Since my forging, I had seen little else but strife. In the monastery, I was proclaimed an abomination by the very priests who trained me. I was told over and over that I had no soul. That I would never join in glorious union with the Silver Flame. I was a tool – a weapon – to be used in the Last War, and then what? When the war was over? I never got the chance to find out.
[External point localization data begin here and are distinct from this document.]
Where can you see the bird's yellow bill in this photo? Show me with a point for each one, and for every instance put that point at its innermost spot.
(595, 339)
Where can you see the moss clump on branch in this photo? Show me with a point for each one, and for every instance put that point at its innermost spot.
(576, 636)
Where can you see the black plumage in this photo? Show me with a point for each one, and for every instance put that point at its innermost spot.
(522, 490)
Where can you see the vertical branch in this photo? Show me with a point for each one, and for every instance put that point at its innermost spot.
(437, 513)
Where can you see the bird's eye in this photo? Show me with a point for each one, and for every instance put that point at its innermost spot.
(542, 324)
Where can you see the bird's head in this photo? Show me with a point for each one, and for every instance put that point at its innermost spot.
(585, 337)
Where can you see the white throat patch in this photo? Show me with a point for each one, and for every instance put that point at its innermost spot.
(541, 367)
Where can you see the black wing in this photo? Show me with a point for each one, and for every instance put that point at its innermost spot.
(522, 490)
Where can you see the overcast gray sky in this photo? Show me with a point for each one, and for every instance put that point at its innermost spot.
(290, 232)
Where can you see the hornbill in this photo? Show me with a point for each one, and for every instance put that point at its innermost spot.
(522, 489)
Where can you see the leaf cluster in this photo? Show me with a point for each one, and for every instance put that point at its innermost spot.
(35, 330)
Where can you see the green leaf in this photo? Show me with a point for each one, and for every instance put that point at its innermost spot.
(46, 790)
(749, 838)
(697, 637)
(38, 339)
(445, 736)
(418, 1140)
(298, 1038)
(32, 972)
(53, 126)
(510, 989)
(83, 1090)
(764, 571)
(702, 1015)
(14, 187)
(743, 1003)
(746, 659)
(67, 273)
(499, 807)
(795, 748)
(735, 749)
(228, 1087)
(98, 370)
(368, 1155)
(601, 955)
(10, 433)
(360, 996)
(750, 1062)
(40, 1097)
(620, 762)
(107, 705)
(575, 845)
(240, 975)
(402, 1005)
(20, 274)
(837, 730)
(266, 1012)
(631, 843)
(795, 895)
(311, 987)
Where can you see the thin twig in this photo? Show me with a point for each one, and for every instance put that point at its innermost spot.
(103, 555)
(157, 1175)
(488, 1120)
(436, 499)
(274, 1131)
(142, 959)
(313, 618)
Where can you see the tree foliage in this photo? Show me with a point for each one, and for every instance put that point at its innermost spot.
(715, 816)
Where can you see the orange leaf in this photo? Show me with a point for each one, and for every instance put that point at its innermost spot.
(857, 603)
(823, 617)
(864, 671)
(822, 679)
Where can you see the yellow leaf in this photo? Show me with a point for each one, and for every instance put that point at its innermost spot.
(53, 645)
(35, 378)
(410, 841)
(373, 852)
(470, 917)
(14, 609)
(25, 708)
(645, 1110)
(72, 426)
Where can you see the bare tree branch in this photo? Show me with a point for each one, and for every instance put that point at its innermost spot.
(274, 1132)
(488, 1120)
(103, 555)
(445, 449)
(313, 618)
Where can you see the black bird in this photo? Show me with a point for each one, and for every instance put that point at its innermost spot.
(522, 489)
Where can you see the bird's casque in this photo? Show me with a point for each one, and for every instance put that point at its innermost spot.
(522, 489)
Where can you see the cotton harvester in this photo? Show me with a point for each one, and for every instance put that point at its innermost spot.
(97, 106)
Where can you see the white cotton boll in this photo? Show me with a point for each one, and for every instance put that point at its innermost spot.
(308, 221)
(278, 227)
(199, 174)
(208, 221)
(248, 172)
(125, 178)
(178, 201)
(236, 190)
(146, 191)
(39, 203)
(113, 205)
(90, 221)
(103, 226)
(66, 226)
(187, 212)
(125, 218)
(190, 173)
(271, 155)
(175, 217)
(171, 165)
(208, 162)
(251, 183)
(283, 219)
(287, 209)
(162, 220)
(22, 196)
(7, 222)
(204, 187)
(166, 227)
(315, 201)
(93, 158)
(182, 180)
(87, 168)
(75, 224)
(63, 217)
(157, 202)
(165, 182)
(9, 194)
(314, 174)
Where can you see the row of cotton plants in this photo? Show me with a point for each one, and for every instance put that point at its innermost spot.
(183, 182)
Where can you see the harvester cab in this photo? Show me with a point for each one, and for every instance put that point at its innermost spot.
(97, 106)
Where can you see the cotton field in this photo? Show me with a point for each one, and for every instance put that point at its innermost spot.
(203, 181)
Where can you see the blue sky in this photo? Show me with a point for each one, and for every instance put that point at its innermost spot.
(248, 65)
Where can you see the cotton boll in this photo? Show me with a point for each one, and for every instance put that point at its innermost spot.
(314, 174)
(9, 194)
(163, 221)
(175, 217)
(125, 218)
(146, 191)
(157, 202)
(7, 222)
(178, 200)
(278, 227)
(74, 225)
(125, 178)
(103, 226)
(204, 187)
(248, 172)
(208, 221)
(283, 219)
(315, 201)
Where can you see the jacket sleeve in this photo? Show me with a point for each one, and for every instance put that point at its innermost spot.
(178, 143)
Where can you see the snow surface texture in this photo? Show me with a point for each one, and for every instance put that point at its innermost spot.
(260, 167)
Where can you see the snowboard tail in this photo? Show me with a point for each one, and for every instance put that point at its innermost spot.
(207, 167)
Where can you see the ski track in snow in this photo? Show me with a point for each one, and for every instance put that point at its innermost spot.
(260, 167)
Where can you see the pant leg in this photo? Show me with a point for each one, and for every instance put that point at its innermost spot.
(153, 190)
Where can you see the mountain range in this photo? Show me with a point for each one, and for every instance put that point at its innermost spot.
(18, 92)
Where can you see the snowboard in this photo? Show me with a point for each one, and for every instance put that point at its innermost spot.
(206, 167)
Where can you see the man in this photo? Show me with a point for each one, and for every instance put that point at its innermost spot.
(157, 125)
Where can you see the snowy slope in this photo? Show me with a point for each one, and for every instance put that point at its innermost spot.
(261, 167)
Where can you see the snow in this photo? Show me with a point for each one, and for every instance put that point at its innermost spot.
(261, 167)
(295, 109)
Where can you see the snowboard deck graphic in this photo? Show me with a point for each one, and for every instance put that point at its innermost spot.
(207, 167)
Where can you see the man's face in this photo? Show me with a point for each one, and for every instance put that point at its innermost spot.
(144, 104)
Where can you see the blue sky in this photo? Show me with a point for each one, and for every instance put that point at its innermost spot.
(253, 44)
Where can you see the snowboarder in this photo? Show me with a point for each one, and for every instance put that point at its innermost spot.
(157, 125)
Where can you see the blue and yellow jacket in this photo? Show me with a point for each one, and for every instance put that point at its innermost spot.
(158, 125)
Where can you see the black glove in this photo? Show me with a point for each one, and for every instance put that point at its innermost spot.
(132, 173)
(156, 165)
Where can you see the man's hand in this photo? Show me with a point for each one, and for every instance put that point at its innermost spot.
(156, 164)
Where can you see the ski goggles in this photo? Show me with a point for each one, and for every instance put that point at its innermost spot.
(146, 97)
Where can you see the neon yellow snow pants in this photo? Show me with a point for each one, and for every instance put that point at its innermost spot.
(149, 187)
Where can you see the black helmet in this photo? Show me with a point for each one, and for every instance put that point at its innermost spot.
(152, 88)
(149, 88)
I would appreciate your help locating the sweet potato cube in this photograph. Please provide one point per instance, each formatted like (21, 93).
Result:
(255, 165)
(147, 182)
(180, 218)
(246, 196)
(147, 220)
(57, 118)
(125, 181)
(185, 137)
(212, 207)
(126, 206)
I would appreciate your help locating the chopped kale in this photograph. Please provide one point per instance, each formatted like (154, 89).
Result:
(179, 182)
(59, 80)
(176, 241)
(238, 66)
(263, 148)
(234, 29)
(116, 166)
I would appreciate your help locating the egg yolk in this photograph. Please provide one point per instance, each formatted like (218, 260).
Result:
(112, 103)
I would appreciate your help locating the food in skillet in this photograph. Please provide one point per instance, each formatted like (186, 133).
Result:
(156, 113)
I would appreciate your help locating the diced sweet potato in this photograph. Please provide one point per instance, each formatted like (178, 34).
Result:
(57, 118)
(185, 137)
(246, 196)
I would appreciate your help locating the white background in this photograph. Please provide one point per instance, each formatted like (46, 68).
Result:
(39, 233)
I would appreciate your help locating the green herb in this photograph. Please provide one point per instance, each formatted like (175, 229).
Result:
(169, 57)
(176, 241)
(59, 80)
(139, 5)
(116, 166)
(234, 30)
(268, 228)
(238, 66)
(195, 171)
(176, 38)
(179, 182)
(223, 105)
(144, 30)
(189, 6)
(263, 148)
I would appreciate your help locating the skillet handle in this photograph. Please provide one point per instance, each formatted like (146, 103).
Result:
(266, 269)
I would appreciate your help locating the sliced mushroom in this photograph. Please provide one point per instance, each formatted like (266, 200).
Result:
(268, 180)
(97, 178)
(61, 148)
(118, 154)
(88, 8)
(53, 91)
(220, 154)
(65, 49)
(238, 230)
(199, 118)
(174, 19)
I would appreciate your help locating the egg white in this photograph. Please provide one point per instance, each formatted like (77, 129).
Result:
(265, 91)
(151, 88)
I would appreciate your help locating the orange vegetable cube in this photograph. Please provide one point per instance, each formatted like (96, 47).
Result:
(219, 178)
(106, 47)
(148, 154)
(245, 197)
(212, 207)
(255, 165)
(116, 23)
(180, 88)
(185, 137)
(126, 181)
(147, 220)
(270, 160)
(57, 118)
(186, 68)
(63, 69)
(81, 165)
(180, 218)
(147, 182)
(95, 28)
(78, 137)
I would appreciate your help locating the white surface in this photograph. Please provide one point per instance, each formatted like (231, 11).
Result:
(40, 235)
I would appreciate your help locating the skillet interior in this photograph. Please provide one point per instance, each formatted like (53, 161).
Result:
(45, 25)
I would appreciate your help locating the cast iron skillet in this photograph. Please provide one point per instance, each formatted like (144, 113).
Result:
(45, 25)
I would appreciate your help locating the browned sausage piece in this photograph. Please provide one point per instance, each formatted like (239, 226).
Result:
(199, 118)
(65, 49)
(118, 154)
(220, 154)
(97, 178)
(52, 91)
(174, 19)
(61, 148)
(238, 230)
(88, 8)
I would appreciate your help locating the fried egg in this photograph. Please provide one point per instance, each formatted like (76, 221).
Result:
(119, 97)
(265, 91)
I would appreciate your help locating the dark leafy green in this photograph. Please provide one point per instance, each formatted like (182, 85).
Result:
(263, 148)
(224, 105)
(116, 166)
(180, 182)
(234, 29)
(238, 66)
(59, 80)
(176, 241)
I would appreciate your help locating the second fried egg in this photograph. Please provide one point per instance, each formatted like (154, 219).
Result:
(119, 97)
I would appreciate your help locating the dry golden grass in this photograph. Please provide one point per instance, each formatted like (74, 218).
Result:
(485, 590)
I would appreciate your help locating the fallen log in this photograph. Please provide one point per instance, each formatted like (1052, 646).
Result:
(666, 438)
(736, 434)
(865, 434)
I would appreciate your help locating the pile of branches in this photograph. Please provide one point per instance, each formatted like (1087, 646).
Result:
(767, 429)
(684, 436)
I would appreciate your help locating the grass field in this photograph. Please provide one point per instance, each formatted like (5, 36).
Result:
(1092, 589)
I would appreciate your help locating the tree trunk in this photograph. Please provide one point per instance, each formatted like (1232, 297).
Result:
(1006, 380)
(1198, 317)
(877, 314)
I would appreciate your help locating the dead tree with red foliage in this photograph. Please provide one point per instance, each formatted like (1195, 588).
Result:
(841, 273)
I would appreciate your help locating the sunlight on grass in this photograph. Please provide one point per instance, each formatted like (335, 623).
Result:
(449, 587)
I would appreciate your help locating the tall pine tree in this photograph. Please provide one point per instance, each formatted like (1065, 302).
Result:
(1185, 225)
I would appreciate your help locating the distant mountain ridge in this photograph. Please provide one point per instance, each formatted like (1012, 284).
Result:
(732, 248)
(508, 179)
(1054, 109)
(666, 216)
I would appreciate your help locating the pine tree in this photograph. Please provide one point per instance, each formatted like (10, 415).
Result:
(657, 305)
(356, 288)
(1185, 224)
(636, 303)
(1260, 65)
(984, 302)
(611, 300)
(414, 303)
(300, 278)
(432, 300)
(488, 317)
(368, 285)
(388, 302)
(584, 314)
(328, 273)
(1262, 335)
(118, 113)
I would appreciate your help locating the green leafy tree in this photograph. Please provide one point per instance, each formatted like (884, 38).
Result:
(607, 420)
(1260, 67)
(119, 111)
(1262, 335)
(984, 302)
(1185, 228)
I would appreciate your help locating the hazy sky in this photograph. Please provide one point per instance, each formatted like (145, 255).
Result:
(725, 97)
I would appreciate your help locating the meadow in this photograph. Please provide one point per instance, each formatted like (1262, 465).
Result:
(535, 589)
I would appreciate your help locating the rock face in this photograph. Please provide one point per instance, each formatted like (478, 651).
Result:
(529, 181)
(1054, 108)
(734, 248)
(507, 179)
Ever since my arrival in this strange world called Althanas, I have seen that war and strife are not all that can be. In fact, battle is a sport here, where I have found employment at the Dajas Pagoda. The Ai'Brone monks – the sort of men I can admire in this place – have afforded me my own sanctuary and arena in which to fight. A church of the Silver Flame is all that I asked, and it was like they pulled together all of my memories of such places and constructed it perfectly, right on down to the stained glass depiction of the Lady Tira Miron and the couatl striking down the great demon to become one in the Silver Flame.

I have seen Valeena Lake, and I have walked Brokenthorn. These places were ones of beauty and majesty. But it is in battle that I feel truly alive. Alive as the priests claimed I had no right to be.

So here I stood in the aisle, waiting for the young man who had challenged me to do battle. I gazed upon the oaken doors, my green eyes casting a faint glow with the magic that sustained me. Pews on either side of me – old but sturdy wood encased within filigreed iron – I felt a congregation of one. Preacher and parishioner.